I tried this on a bottlerocket EKS cluster running both 1.28 and 1.29 (upgraded from 1.27). Everything seems to be working as expected on my clusters, so here's a few things to check:

  1. Ensure OIDC is enabled on the cluster. This command should produce output: aws iam list-open-id-connect-providers | grep $(aws eks describe-cluster --name $MY_CLUSTER --query "cluster.identity.oidc.issuer" --output text|sed 's/.*\///')
  2. Check your service account is annotated properly kubectl describe sa s3-csi-driver-sa -n YOUR_NAMESPACE. It should have an annotation like this: Annotations: eks.amazonaws.com/role-arn: arn:aws:iam::ACCOUNT_ID:role/s3-csi-driver-role
  3. Ensure the proper trust relationship is in that role.
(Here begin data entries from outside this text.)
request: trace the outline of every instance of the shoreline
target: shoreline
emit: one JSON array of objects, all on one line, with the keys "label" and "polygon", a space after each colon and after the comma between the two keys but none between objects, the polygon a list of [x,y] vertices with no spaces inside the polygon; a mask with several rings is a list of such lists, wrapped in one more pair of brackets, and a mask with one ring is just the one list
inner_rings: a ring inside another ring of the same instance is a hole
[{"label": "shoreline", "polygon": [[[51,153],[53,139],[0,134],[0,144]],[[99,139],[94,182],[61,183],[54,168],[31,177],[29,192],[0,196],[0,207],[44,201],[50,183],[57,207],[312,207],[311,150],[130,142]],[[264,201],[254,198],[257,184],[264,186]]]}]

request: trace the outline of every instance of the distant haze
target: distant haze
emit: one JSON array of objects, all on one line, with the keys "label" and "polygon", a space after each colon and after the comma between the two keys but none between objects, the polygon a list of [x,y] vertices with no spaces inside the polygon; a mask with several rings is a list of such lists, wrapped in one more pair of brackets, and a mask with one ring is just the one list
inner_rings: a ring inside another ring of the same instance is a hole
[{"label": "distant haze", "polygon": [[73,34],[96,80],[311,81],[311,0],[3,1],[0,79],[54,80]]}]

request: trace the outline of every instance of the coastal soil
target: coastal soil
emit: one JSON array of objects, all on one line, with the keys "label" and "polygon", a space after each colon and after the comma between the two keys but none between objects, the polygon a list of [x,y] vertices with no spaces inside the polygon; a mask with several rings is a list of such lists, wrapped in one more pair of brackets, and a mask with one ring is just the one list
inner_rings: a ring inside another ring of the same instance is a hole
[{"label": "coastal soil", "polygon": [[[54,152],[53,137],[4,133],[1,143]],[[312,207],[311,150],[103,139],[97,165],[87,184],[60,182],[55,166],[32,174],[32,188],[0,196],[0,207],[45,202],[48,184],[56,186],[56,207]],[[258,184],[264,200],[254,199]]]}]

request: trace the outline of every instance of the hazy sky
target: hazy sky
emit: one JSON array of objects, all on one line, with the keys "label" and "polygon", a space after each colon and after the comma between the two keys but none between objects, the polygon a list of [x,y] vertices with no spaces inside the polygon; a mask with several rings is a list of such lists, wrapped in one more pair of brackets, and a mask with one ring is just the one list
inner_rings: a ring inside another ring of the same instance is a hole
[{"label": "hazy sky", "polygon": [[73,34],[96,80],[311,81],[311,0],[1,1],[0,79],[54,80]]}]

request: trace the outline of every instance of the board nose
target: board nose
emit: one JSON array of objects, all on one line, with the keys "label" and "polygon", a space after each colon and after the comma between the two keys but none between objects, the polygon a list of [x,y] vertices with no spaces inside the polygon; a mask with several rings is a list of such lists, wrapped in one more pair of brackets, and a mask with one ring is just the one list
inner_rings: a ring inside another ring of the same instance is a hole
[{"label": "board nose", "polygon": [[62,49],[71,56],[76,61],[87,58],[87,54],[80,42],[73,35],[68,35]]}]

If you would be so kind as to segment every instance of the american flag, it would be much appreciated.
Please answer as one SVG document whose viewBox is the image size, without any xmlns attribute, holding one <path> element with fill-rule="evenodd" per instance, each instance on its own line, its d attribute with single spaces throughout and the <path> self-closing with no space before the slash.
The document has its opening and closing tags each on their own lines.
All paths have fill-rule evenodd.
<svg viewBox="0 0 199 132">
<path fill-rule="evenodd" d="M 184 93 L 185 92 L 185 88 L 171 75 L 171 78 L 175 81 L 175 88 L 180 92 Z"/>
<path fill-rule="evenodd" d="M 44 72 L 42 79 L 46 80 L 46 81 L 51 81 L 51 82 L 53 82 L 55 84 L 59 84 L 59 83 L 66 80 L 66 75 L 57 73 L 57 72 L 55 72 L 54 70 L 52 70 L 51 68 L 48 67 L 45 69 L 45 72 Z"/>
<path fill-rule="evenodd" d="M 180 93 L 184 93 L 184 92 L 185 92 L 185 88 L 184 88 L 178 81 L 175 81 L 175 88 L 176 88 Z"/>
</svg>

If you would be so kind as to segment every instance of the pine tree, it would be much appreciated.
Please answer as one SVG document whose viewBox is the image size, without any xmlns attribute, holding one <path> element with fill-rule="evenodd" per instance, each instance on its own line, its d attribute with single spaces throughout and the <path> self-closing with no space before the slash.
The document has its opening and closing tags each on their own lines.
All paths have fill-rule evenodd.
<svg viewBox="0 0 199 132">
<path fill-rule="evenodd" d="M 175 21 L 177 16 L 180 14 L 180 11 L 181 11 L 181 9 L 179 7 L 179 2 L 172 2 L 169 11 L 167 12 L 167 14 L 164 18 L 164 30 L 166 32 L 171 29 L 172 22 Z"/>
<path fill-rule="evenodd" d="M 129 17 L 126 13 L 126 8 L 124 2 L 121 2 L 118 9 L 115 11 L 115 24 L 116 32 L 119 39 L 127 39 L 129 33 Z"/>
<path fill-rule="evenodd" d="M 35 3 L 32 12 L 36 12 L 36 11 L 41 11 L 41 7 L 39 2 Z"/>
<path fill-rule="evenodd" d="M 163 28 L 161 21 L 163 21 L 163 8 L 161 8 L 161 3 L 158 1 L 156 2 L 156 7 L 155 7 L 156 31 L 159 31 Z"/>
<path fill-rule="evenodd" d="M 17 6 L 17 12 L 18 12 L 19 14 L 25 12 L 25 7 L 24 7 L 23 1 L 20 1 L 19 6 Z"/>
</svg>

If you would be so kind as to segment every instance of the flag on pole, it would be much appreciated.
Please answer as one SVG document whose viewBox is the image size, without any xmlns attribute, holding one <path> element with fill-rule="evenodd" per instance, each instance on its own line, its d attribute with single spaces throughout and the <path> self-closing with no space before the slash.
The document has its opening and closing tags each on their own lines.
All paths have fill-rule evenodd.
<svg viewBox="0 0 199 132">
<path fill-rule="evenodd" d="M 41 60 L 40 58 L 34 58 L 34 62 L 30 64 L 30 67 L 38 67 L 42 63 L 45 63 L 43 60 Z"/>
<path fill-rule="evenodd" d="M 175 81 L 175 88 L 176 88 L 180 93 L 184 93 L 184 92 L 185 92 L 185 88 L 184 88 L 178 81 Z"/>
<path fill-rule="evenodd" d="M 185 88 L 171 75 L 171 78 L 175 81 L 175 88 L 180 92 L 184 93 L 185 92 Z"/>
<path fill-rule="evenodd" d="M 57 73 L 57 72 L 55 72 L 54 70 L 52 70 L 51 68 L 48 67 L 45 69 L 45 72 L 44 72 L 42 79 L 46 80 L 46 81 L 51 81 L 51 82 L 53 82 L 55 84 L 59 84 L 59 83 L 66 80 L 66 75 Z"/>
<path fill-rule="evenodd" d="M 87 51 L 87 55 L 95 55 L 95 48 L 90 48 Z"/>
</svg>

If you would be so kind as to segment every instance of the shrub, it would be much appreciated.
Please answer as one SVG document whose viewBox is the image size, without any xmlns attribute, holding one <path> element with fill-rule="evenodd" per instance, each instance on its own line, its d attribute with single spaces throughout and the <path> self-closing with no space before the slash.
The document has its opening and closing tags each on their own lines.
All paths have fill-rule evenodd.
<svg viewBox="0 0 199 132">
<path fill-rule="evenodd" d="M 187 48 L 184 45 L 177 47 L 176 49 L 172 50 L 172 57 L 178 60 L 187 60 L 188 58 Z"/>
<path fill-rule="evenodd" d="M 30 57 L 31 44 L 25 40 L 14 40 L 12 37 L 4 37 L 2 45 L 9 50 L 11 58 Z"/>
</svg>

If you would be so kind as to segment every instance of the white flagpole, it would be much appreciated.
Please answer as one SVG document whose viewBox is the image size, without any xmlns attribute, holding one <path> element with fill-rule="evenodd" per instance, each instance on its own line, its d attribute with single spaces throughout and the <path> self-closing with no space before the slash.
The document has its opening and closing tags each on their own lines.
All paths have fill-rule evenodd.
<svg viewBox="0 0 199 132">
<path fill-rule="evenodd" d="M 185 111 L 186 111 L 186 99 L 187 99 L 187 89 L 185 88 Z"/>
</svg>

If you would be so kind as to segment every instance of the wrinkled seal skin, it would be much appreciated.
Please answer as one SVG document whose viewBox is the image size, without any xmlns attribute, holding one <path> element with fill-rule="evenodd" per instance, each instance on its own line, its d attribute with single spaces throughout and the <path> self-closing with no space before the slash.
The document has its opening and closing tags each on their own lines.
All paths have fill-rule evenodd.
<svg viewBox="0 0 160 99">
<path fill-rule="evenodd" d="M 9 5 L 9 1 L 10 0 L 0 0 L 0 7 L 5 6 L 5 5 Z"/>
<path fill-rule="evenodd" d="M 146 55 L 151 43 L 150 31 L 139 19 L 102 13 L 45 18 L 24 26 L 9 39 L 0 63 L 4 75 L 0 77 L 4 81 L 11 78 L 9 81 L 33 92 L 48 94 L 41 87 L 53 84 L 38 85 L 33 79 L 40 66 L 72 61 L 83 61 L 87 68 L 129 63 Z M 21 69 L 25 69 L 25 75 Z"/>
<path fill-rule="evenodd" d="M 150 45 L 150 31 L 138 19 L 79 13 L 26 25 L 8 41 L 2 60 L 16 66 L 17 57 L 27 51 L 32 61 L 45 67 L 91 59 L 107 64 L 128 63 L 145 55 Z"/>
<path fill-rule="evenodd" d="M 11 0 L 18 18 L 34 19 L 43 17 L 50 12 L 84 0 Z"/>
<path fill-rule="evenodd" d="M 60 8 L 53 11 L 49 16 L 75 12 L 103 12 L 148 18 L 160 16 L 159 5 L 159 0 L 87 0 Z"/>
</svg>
It should look something like this:
{  "Version": "2012-10-17",
  "Statement": [
    {
      "Effect": "Allow",
      "Principal": {
        "Federated": "arn:aws:iam::ACCOUNT_ID:oidc-provider/oidc.eks.AWS_REGION.amazonaws.com/id/EXAMPLED539D4633E53DE1B716D3041E"
      },
      "Action": "sts:AssumeRoleWithWebIdentity",
      "Condition": {
        "StringEquals": {
          "oidc.eks.AWS_REGION.amazonaws.com/id/EXAMPLED539D4633E53DE1B716D3041E:sub": "system:serviceaccount:SERVICE_ACCOUNT_NAMESPACE:SERVICE_ACCOUNT_NAME",
          "oidc.eks.AWS_REGION.amazonaws.com/id/EXAMPLED539D4633E53DE1B716D3041E:aud": "sts.amazonaws.com"
        }
      }
    }
  ]
}

I took these steps from this knowledge base, which has some more details: https://repost.aws/knowledge-center/eks-troubleshoot-oidc-and-irsa. Also the documentation for IRSA might be helpful: https://docs.aws.amazon.com/eks/latest/userguide/iam-roles-for-service-accounts.html

The original report says it was working on 1.27, so there might be something else going on here, but these are the first things to check. If that still doesn't fix the issue, try to verify that the IRSA credentials getting into the driver container with a command like this: kubectl exec s3-csi-node-XXXXX -i -t -n kube-system -- env (you'll need to get the pod name from your cluster). There should be the following env variables: AWS_ROLE_ARN, AWS_WEB_IDENTITY_TOKEN_FILE, and AWS_STS_REGIONAL_ENDPOINTS. If that is all present, there may be a driver issue getting that context down to the mount process.

@jjkr Thank you for the answer! But I have checked all that things previousely and unfortunately they looks good..

  1. OIDC enabled
  2. Service account annotated properly
  3. Trust relationships looks good too 
    {
"Version": "2012-10-17",
"Statement": [
    {
        "Effect": "Allow",
        "Principal": {
            "Federated": "arn:aws:iam::ACCOUNT_ID:oidc-provider/oidc.eks.AWS_REGION.amazonaws.com/id/EXAMPLED539D4633E53DE1B716D3041E
        },
        "Action": "sts:AssumeRoleWithWebIdentity",
        "Condition": {
            "StringEquals": {
                "oidc.eks.eu-central-1.amazonaws.com/id/EXAMPLED539D4633E53DE1B716D3041E:sub": "system:serviceaccount:kube-system:s3-csi-driver-sa"
            }
        }
    }
]
}

Environment variables also presents.. Screenshot 2024-04-03 at 10 54 05

myevit commented 2 months ago

Same issue

subaroon commented 2 months ago

same issue. I tried the following driver versions in Kubernetes 1.29 but it didn't work.

PaveLGIL commented 2 months ago

So, guys, I want to say sorry.. My issue solved. I had not correct OIDC provider url.. I will close this bug. On version 1.28 it works as expected.